A vomitorium is actually a passageway or corridor in an amphitheatre or stadium through which the audience can easily enter and exit. The vomitoria were wide enough to allow large crowds to leave in a short space of time, meaning it was the building that spewed forth its contents, not the people.

The Colosseum had 80 vomitoria

The Colosseum, the largest and most famous amphitheatre ever built, had 80 vomitoria in total, 76 of which were used by ordinary spectators. The other four vomitoria were ornately decorated and used exclusively by the emperor and his elite circle.

As a result of such efficient design, experts believe the Colosseum could fill with 50,000 people in just 15 minutes and empty in as little as five.

The word vomitoria first appears in Saturnalia by Roman writer, grammarian and philosopher Macrobius. Written in the early 5th century AD, Saturnalia was an ‘encyclopedic celebration’ of Roman culture: ‘This is why even now we refer to vomitoria at the games, since people enter in a mass and pour into their seats’ – Macrobious from Saturnalia.

Quoting Virgil, who lived in the 1st century BC, Macrobius writes ‘each morning, the whole building vomits a wave of clients’, showing that the idea of the vomitorium dates back even further. At some point, however, popular culture got the wrong idea.

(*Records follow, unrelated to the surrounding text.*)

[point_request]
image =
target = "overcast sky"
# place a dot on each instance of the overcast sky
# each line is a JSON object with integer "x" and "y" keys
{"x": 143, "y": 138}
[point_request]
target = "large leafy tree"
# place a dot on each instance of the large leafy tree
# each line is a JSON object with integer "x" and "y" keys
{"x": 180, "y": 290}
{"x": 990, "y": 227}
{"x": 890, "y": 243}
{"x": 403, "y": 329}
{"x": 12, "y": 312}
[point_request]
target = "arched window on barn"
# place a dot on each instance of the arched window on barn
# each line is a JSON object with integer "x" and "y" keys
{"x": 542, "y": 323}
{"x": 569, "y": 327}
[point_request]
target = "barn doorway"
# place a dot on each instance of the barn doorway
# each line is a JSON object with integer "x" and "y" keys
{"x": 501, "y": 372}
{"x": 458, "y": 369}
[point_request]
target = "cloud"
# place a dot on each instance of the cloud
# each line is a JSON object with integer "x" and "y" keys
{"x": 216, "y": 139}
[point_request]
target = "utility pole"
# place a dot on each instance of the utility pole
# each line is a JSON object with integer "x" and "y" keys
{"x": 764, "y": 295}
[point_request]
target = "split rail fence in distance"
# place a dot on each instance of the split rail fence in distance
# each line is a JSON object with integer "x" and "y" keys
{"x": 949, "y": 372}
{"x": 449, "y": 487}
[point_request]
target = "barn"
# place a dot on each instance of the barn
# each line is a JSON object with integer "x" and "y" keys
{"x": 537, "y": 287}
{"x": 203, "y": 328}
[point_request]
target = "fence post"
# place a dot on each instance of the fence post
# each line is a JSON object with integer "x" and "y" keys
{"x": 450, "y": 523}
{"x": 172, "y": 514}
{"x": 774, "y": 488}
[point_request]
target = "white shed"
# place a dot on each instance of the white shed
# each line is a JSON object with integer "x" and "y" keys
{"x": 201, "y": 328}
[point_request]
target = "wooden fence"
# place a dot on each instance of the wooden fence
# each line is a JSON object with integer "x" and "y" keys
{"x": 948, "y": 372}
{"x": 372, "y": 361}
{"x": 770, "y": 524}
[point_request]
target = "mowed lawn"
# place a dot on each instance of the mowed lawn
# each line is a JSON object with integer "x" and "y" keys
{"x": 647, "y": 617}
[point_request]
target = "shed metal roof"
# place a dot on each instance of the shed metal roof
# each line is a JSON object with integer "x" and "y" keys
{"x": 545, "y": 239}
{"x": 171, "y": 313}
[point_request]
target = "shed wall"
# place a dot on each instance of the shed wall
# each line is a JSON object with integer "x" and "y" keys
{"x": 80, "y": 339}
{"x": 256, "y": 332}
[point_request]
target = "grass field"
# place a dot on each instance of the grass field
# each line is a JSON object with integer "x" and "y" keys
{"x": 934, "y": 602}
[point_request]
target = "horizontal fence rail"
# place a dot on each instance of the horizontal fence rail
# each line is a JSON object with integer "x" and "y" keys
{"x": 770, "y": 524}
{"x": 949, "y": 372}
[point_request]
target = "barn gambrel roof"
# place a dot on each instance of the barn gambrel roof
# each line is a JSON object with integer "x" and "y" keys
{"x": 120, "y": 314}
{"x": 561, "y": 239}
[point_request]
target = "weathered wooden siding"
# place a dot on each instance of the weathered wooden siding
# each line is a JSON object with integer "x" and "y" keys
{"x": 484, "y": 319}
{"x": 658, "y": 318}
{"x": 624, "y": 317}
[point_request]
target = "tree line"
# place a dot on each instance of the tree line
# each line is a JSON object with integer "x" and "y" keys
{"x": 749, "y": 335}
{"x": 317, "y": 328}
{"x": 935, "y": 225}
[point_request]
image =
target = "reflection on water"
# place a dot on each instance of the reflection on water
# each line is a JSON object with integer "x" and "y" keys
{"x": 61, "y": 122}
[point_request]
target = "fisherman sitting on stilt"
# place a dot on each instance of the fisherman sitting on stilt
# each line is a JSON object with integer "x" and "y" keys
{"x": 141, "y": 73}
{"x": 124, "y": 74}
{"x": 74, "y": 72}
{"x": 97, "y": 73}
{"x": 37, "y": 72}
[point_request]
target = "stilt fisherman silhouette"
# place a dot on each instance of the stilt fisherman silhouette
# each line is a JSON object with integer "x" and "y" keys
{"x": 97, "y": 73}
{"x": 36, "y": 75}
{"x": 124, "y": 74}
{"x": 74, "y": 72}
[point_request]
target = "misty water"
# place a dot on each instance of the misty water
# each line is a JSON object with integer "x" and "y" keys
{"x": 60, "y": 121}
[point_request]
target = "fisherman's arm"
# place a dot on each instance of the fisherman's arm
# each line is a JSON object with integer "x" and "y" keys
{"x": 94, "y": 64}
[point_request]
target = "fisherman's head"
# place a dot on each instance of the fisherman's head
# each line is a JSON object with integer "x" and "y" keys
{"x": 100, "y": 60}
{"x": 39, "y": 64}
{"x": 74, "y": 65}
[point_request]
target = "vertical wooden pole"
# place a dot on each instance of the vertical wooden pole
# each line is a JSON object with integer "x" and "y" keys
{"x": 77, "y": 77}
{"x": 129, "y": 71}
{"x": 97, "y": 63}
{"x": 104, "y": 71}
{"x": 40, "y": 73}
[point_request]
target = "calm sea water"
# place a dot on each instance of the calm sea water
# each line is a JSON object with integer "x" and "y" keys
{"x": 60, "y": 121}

With so many vomitoria, the Colosseum filled and emptied quickly

English writer Aldous Huxley, most famous for his dystopian novel Brave New World (1932), is often cited as the source of the word’s misuse. In his 1923 novel Antic Hay, Huxley wrote about the ‘elegant marble vomitorium’ belonging to one of the book’s characters. Huxley can’t take all the blame though; references to the vomitorium as a chamber next to a dining room have been traced back as far as 1871.

Linguistically, it’s easy to see how the misconception came about – to modern ears, vomitorium instinctively sounds rather unpleasant – but the error was likely entrenched further by tales of overindulging emperors in the history books. Scholars disagree whether habitual vomiting actually took place at Roman banquets – or if classic texts have been misinterpreted or were written as a criticism of the empire’s wastefulness – but if so, it certainly didn’t happen in a vomitorium.